MeVer @ MediaEval2020
The MediaEval Multimedia Evaluation benchmark was founded in 2008 as VideoCLEF and in 2011 became an independent benchmarking initiative. Each year it offers tasks that are related to multimedia retrieval, analysis, and exploration.
This year MediaEval offered 12 tasks:
- Emotional Mario: Believable AI agents in video games
- Emotions and Themes in Music
- FakeNews: Corona virus and 5G conspiracy
- Flood-related Multimedia
- Insight for Wellbeing: Multimodal personal health lifelog data analysis
- Medico
- NewsImages: The role of images in online news
- No-Audio Multimodal Speech Detection Task
- Pixel Privacy: Quality Camouflage for Social Images
- Predicting Media Memorability
- Scene Change: Fun faux photos
- Sports Video Classification
A COVID-19-related task could not be missing as the misinformation around the coronavirus has been of great concern. The ‘FakeNews: Corona virus and 5G conspiracy’ task was introduced and was related to misinformation claims that the construction of the 5G network and the associated electromagnetic radiation triggers the SARS-CoV-2 virus.
Two subtasks were formed and the participants could participate in either one or both of them. The first subtask, NLP-Based Fake News Detection, encouraged participants to build a binary classifier that can predict whether a Tweet contains the disinformation described above or whether it only accidentally contains the two buzzwords. The second subtask, Structure-Based Fake News Detection, referred to the subgraph of the Twitter follower network, which contains the nodes (Twitter users) who shared the respective tweet aiming to find disinformation spreaders.
17 teams submitted their approaches for the Text-based subtask and the winning team achieved a score of 0.603 of Matthews Correlation Coefficient (MCC), which was the official evaluation metric of the task. With regards to the Structure-Based subtask, nine teams participated with the dominant one achieving a score of 0.409, also measured using the MCC score.
A variety of methods were submitted, ranging from simple text-based approaches using the frequency of words, extraction of character and word-based 𝑛-grams from the text of the tweets as features for classification models to more complex approaches of ensemble learning incorporating deep learning-based text and image classifiers, bidirectional LSTM and Transformers and additionally an approach was submitted generating artificial examples to investigate the use of generative models in order to artificially augment and balance the datasets. The best performing approaches are based on extracting embeddings from transformer models and training neural networks. For instance, the authors of the second top approach (no participation paper was submitted by the team that achieved the best score) compared two transformer models and observed that the BERT transformer pre-trained on COVID tweets performs better than the vanilla version. The RoBERTa large model was preferred by the top third approach because its tokenizer is expected to be more suited for Twitter content.

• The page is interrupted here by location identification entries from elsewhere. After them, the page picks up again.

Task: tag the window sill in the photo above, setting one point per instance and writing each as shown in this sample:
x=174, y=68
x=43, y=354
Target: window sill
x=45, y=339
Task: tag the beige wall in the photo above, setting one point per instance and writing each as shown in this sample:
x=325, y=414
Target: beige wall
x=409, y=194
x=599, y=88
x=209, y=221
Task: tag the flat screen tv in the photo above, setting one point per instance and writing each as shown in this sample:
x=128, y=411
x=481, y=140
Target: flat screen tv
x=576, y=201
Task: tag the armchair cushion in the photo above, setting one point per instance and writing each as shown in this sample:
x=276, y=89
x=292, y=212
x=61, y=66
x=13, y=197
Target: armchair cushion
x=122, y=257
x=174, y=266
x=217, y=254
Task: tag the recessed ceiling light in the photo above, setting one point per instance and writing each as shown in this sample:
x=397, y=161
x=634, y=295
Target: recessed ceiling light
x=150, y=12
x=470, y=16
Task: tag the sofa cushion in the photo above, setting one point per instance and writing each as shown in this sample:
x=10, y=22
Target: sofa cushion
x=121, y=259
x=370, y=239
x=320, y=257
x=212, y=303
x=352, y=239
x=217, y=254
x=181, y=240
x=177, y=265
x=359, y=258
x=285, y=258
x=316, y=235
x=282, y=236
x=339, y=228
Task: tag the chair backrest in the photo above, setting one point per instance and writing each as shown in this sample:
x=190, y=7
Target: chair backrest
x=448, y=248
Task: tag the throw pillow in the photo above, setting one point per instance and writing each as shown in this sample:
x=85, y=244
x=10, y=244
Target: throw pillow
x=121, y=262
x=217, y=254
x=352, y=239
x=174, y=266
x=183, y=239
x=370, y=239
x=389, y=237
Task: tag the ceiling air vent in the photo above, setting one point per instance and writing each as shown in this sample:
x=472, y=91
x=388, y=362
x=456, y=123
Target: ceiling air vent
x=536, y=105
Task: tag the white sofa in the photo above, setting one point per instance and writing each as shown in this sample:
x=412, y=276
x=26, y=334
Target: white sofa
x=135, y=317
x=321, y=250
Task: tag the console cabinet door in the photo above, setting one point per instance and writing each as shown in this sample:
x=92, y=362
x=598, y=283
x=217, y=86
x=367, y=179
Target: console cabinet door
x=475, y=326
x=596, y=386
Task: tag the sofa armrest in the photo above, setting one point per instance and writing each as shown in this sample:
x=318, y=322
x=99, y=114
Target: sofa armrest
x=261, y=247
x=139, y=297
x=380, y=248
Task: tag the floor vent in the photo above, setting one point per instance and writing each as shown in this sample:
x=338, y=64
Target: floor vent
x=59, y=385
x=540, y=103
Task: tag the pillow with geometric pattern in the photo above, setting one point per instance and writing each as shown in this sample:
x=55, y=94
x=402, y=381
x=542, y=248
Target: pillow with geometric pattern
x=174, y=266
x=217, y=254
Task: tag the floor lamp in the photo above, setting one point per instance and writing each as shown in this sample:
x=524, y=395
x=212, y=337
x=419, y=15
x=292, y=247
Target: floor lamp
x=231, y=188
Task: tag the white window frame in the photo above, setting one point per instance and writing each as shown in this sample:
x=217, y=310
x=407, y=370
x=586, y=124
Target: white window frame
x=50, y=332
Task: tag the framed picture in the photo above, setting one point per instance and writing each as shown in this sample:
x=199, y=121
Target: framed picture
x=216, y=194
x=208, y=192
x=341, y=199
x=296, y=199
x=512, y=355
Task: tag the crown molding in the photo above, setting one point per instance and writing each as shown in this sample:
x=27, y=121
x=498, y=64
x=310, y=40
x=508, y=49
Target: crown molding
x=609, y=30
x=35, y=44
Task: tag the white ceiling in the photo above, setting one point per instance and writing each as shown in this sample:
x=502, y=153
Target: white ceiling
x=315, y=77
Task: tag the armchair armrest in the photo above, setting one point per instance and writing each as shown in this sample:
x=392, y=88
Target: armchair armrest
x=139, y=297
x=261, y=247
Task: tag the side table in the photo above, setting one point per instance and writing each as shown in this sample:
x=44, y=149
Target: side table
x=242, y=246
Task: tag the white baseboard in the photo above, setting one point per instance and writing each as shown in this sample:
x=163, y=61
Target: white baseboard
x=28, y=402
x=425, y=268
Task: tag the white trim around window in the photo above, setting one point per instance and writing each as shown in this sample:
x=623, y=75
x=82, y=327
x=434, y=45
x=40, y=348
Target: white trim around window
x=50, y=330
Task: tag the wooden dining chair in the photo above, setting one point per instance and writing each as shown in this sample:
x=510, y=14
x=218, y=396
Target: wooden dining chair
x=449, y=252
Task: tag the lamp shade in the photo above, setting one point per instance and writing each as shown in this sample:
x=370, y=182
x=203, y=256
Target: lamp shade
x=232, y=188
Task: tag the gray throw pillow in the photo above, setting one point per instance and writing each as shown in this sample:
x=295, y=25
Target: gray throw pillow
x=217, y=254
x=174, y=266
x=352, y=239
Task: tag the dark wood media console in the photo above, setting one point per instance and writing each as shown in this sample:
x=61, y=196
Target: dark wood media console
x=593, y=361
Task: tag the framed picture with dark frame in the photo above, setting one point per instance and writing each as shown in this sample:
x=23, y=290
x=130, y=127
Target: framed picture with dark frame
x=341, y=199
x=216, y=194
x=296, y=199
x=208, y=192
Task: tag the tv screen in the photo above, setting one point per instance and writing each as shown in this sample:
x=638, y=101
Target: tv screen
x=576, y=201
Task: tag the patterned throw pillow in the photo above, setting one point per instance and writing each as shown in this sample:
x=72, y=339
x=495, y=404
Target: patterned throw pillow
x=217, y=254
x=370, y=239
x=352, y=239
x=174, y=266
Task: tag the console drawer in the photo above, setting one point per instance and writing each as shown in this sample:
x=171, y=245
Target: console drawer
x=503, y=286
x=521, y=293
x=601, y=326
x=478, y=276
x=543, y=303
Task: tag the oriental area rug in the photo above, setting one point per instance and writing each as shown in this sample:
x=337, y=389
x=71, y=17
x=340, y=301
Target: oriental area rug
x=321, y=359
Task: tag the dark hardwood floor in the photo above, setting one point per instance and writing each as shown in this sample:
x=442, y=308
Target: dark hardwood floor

This was our first attempt at this problem, leveraging an off-the-shelf solution to the problem (BERT) without investing a lot of development and computational resources. Our approach achieved an MCC score of 0.413, which was approximately the median performance among the 17 participating teams. The main challenge in building our solution arose as a result of the scarcity of training data to build accurate and robust classifiers. Additionally, the fact that BERT transformer pre-trained on COVID tweets performed better than the vanilla version indicates that domain-specific data are always beneficial. To address data scarcity, we intend to experiment with data augmentation approaches. Furthermore, we aim to investigate more transformer models and ensemble learning techniques to further increase classifier accuracy.
The event took place online on December 14th where we presented our approach ‘MeVer team tackling Corona virus and 5G conspiracy using ensemble classification based on BERT’. The presentation is available online at slideshare and YouTube.